“Se ele sangra, podemos matá-lo”.
– Major Alan “Dutch” Schaeffer

Rocky Balboa foi a fagulha que inspirou o roteiro de O Predador. Sim, isso não é uma piada. Ele mesmo, o boxeador mais famoso do cinema, o personagem da vida de Sylvester Stallone. Após o quarto filme da franquia, a piada recorrente em Hollywood dizia que estava faltando oponente na Terra e muito em breve o garanhão italiano teria de enfrentar um adversário extraterrestre. A anedota inspirou os irmãos Jim e John Thomas, que escreveram um roteiro sobre uma criatura alienígena que vem à Terra para caçar oponentes. Tentaram vendê-lo em vão: como não tinham agentes, o roteiro sequer era lido pelos estúdios.

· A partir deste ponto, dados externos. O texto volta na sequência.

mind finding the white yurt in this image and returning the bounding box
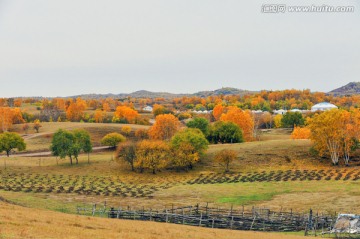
[311,102,338,112]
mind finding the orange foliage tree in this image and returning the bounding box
[0,107,24,132]
[14,99,22,107]
[212,104,225,121]
[290,126,311,139]
[103,103,111,112]
[113,106,139,124]
[94,109,106,123]
[66,98,87,121]
[220,106,254,141]
[148,114,180,140]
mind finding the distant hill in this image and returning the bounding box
[69,87,255,99]
[194,87,254,97]
[329,82,360,96]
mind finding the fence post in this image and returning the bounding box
[117,207,121,219]
[92,204,96,216]
[103,201,107,215]
[250,215,256,230]
[305,208,313,236]
[182,209,185,224]
[199,213,202,227]
[166,210,169,223]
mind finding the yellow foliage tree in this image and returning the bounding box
[121,126,132,136]
[273,114,283,128]
[135,128,149,140]
[308,109,354,165]
[290,126,311,139]
[33,119,42,133]
[214,149,238,172]
[135,140,170,174]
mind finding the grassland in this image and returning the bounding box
[1,125,360,238]
[0,201,310,239]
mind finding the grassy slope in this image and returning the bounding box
[0,201,310,239]
[1,127,360,237]
[10,122,150,152]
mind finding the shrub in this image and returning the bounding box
[101,133,126,148]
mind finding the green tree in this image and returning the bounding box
[281,112,305,128]
[73,129,93,164]
[208,121,244,144]
[171,128,209,156]
[171,142,199,171]
[0,132,26,157]
[115,142,136,171]
[101,133,126,148]
[50,129,93,165]
[186,117,210,136]
[51,129,75,164]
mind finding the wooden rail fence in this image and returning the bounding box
[77,203,337,233]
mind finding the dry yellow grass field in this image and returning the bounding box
[0,201,310,239]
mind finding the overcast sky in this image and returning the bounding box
[0,0,359,97]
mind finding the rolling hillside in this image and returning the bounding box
[0,201,309,239]
[328,82,360,96]
[69,87,254,99]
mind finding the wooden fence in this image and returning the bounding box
[77,203,337,233]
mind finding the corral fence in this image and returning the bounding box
[77,203,340,235]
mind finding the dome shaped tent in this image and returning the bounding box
[311,102,338,112]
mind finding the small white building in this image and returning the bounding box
[273,109,287,115]
[142,106,153,112]
[311,102,338,112]
[192,110,209,114]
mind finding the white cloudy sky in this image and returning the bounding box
[0,0,359,97]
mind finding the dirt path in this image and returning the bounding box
[1,146,111,158]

Os dois, então, tiveram a brilhante ideia de colocá-lo por debaixo da porta de Michael Levy, executivo da Fox, que, vejam só!, leu o roteiro. Gostou e passou para o produtor Joe Silver, que trouxe Lawrence Gordon para co-produzir, contratou o novato John McTiernan para dirigir e convenceu Arnold Schwarzenegger a embarcar no projeto.

Os anos 1980 foram prodigiosos para o cinema de ação, tanto pelo domínio “puro” que o gênero alcançou no período, quanto pela fusão perfeita que encontrou com outros gêneros, como a comédia, a aventura, a ficção científica, o suspense e a fantasia. É a década de filmes como Os Caçadores da Arca Perdida (1981), Rambo: Programado para Matar (1982), O Exterminador do Futuro (1984), Braddock – O Super Comando (1984), Um Tira da Pesada (1984), Comando Para Matar (1985), Aliens, O Resgate (1986), Stallone Cobra (1986), RoboCop – O Policial do Futuro (1987), Máquina Mortífera (1987) e Duro de Matar (1988).

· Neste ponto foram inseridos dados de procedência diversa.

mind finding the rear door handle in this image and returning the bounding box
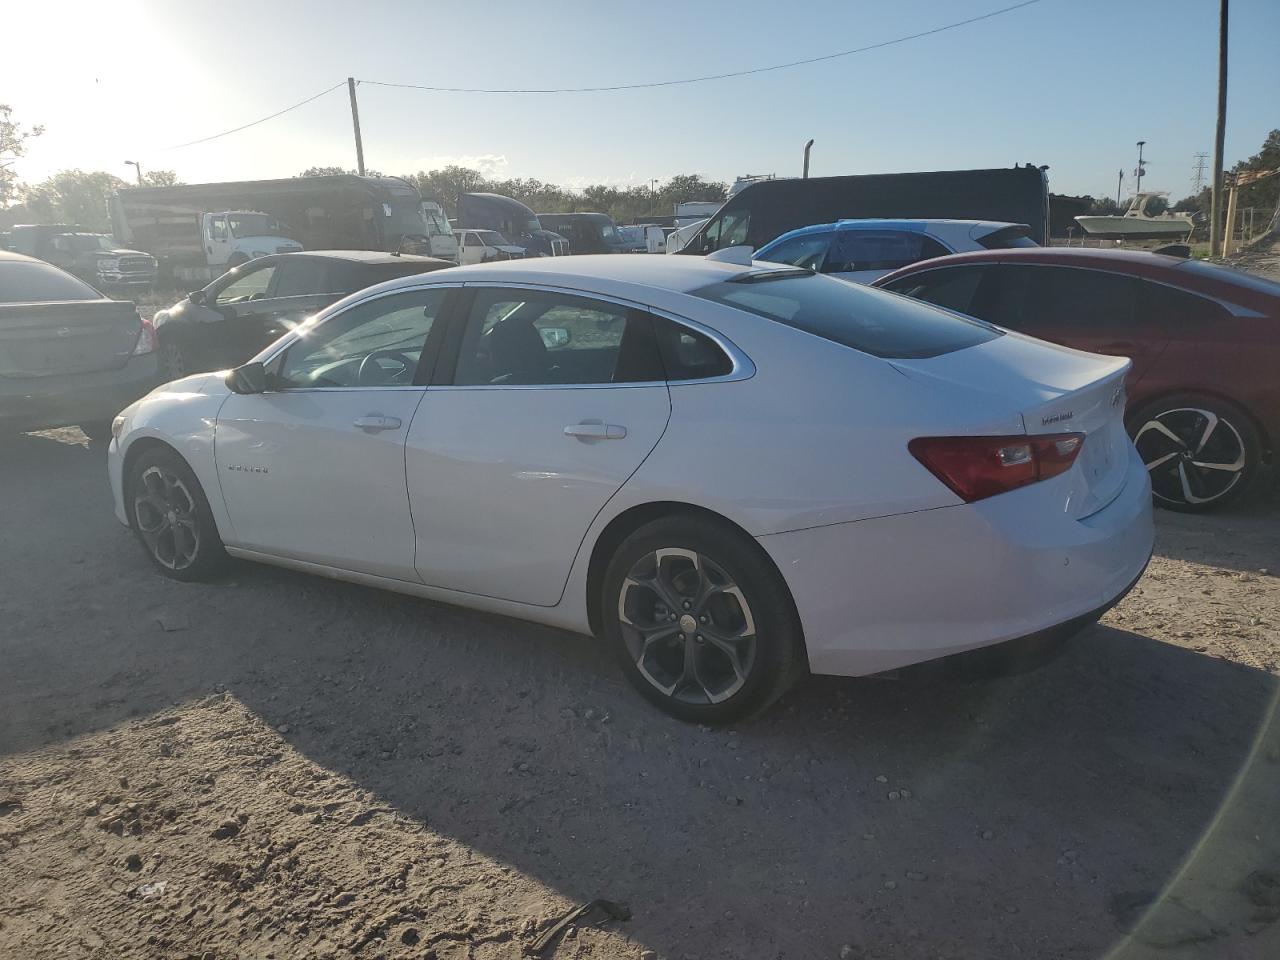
[352,415,402,432]
[564,422,627,440]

O Predador é uma síntese dessa época e de tudo que dominou o cinema de entretenimento do período. O caldeirão comandado por McTiernan mistura ação, guerra, ficção científica, terror e suspense em doses praticamente iguais. Adicione a essa combinação explosiva um monstro caçador extremamente inteligente com um visual absolutamente icônico, um timaço de coadjuvantes encabeçados pelo eterno Carl “Apollo Creed” Weathers e, por fim, coloque Arnold Schwarzenegger, já um astro consagrado na época, para estrelar e comandar a equipe, dê-lhe um charuto em quase todas as cenas, uma arma enorme nas mãos e muitas frases de efeito – “You’re one… ugly motherfucker!“.

Havia alguma chance disso tudo dar errado? Certamente que não.

A história é extremamente simples. Um grupo de soldados de elite é designado pelo general Phillips (RG Armstrong) para uma missão de resgate de um ministro estrangeiro e funcionários de governo que foram capturados por guerrilheiros de uma republiqueta comunista qualquer da América Central. Só que não demora muito para que todos percebam que há uma ameaça mortífera e imparável na densa floresta. Dutch (Arnold Schwarzenneger) é o líder da equipe, um major durão, mas que trata seus comandados como se fossem a sua família. Durante toda a missão entrará em conflito com seu velho amigo e hoje agente da CIA George Dillon (Carl Weathers), que resolveu acompanhá-los e negligenciou detalhes cruciais sobre a missão – como a equipe de Boinas Verdes que havia sido enviada semanas antes para o resgate e que foi brutalmente assassinada pela criatura. Uma hilária queda de braço no ar entre os dois atores, ainda nos instantes iniciais, é um prenúncio da rivalidade latente que existirá entre os personagens.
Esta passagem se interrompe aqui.